Catalytic conversion of chitin biomass coupling the acetylation of glycerol without additives

Abstract

The efficient upcycling of biowaste into high-value chemicals is a key step toward sustainable biomass utilization. In this study, we report the tandem valorization of chitin and glycerol biowaste using solid acid catalysts without the use of homogeneous additives. The process integrates mechanocatalytic hydrolysis of chitin with subsequent hydrothermal treatment to produce 5-hydroxymethylfurfural (5-HMF), while simultaneously utilizing acetic acid, generated from chitin hydrolysis, to convert glycerol into valuable glycerol acetates. We systematically investigated the effects of solvent systems and catalyst properties on reaction selectivity and product evolution, revealing that the precise control of solvent composition and reaction time play a crucial role in optimizing product yield. By replacing conventional dimethyl sulfoxide (DMSO) with greener solvents, we achieved comparable yields at lower temperatures and shorter reaction times, improving both efficiency and sustainability.
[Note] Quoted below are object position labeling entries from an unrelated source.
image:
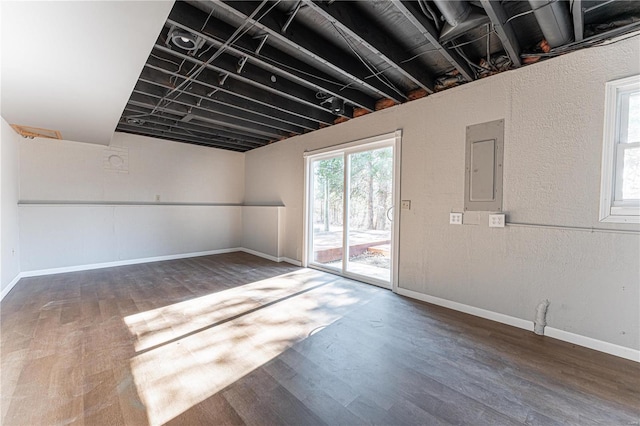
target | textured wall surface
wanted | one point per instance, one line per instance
(553, 115)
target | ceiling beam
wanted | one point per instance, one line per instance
(250, 94)
(201, 128)
(162, 135)
(413, 13)
(313, 46)
(197, 96)
(170, 130)
(266, 57)
(222, 96)
(350, 20)
(504, 29)
(178, 106)
(225, 65)
(577, 11)
(209, 128)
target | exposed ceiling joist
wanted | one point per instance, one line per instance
(199, 97)
(414, 15)
(189, 135)
(245, 97)
(187, 121)
(504, 29)
(241, 74)
(347, 18)
(179, 107)
(144, 131)
(313, 46)
(577, 11)
(225, 67)
(265, 56)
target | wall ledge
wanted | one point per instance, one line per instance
(554, 333)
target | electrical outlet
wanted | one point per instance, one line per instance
(496, 220)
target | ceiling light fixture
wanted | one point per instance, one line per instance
(337, 106)
(135, 121)
(184, 39)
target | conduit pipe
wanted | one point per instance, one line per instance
(461, 17)
(554, 20)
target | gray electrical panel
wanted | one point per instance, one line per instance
(483, 167)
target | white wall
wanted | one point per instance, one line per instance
(262, 231)
(553, 115)
(68, 232)
(9, 181)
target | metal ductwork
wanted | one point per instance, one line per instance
(554, 20)
(461, 16)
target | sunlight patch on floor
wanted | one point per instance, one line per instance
(205, 350)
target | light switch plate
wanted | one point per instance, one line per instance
(496, 220)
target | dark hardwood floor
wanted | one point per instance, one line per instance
(236, 339)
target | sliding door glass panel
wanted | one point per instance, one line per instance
(327, 188)
(370, 199)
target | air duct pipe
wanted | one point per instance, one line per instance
(554, 20)
(461, 17)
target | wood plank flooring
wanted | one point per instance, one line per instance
(236, 339)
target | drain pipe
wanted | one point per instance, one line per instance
(461, 17)
(554, 20)
(541, 317)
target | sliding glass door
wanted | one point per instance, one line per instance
(350, 200)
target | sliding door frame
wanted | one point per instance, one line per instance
(389, 139)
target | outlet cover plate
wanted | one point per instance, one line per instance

Moreover, mechanistic studies identified surface carboxyl groups on carbon-based catalysts as the primary Brønsted acid sites responsible for chitin depolymerization in mechanocatalytic process and 5-HMF formation in the hydrothermal dehydration reaction. The strong Brønsted acid sites on the solid catalyst efficiently contribute to both 5-HMF formation and glycerol acetylation in this one-pot reaction. These findings offer new insights into biomass valorization and provide a foundation for designing greener and more efficient catalytic processes for biowaste upcycling.